A história conta isto: um mau, muito mau, aloja-se numa espécie de NASA, cheio de computadores e comparsas, incluindo a inevitável gaja boa. Eles controlam tudo. E “tudo” não é uma força de expressão. Têm nas mãos, à distância de um clique, os sinais luminosos das estradas, a electricidade, as comunicações móveis, as estações televisivas, o sistema de defesa norte-americano. Bom, basicamente, eles não mandam com isto tudo logo pelos ares porque são uns porreiros. Do outro lado, sem que saibamos bem porquê, o heróico McClane está condenado a ir dar puxões de orelhas a hackers adolescentes, depois de aturar a filha rebelde que o detesta também ninguém sabe exactamente por que razão (havia de ser filha dos maus, a ordinária, para ver o que é bom). McClane é apanhado no meio da confusão e lá rebola para dentro do plot, com o hacker adolescente agarrado por uma orelha. A partir daqui, começam os tiros, as explosões e as perseguições até ao desfecho final. Até a este ponto, apesar de tudo, ainda se aturaria a coisa: o género é o que é e ninguém espera Shakespeare. Mas habituados que estamos a, por exemplo, Michael Mann, mesmo John Woo, ao próprio John McTiernan, director dos primeiro e terceiro Die Hard, esperamos mais que um filme de acção em que, fundamentalmente, se quer oferecer aos adolescentes a ilusão de que também eles poderiam salvar o mundo, sentados atrás do PC, trancados no quarto forrado de posters de heróis imberbes.

Aqui, impõe-se deixar uma coisa bem clara: se só os adolescentes podem salvar o mundo dos maus, antes deixá-lo entregue aos maus.
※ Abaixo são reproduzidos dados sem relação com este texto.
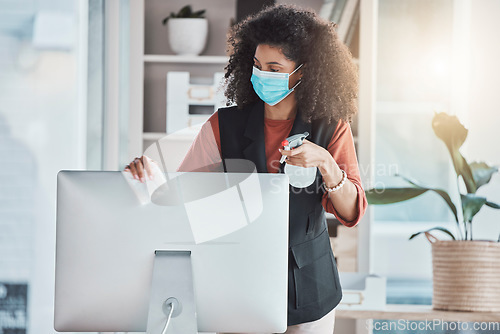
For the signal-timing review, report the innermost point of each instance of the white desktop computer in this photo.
(214, 245)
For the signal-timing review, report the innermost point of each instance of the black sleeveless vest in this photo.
(313, 281)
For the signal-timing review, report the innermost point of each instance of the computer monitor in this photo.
(233, 225)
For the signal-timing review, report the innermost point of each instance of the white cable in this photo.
(164, 331)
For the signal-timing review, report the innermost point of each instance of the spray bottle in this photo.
(299, 177)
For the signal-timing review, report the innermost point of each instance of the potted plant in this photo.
(465, 271)
(187, 31)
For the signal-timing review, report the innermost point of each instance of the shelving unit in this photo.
(175, 59)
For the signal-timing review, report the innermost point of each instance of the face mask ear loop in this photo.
(295, 70)
(293, 88)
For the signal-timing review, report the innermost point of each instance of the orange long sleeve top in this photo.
(205, 151)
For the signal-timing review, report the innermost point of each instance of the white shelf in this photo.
(173, 59)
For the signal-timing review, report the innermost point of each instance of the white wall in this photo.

Por favor. É que era mesmo só o que faltava.

O argumento, assinado por Mark Bomback, pouco mais que um ilustre desconhecido, não arranca uma boa frase, uma piada, repete clichés como “is that your best shot?”, resolve os picos de tensão com insultos e pontapés, põe McClane a safar-se de 90% das situações ao volante de um veículo qualquer, dizendo-nos, basicamente, que uma carta de condução pode valer mais que a Força Aérea e, volta e meia, ainda tenta gabar-se a si mesmo, como quando diz que o mau é mesmo muito mau ou que o plano que acaba de arquitectar é nada menos que brilhante.

Ora, estas coisas são importantes de estar na boca das personagens porque os espectadores podem não perceber. A sério. O caso do vilão, por exemplo, interpretado por outro simpático anónimo (Timothy Olyphant), pede, de facto, explicações adicionais, dado que, por si só, não assustaria a minha sobrinha de três anos (eu não tenho sobrinhas. Era só para ilustrar a situação).

O realizador, Len Wiseman, a quem até hoje só se conhecem os títulos Underworld, nem vai mal. É certo que gasta por cena o número de planos que Oliveira usa num filme inteiro e que mascarou a película, de início a fim, com uma certa irrealidade na cor, na textura, que nos afasta da história, mas não é por aí – como tanto se diz no mais elevado jargão cinéfilo – que o gato vai às filhós. Lá pelo elenco, anda também o excelente Cliff Curtis, este ano em grande destaque depois de óptimas participações em The Fountain, Sunshine ou Fracture, por exemplo. Portanto, também não é tanto no elenco que está o mal. O mal está em ter todo um enredo que só evolui à custa dos maus errarem todos os tiros e McClane acertar sempre à primeira; em querer que o herói da geração que ronda, hoje, os 30 anos, agrade à de 15; e está, sobretudo, no fim, quando tudo soa não a um bom Die Hard, não a um mau Die Hard, mas apenas à froxa imitação de um Die Hard.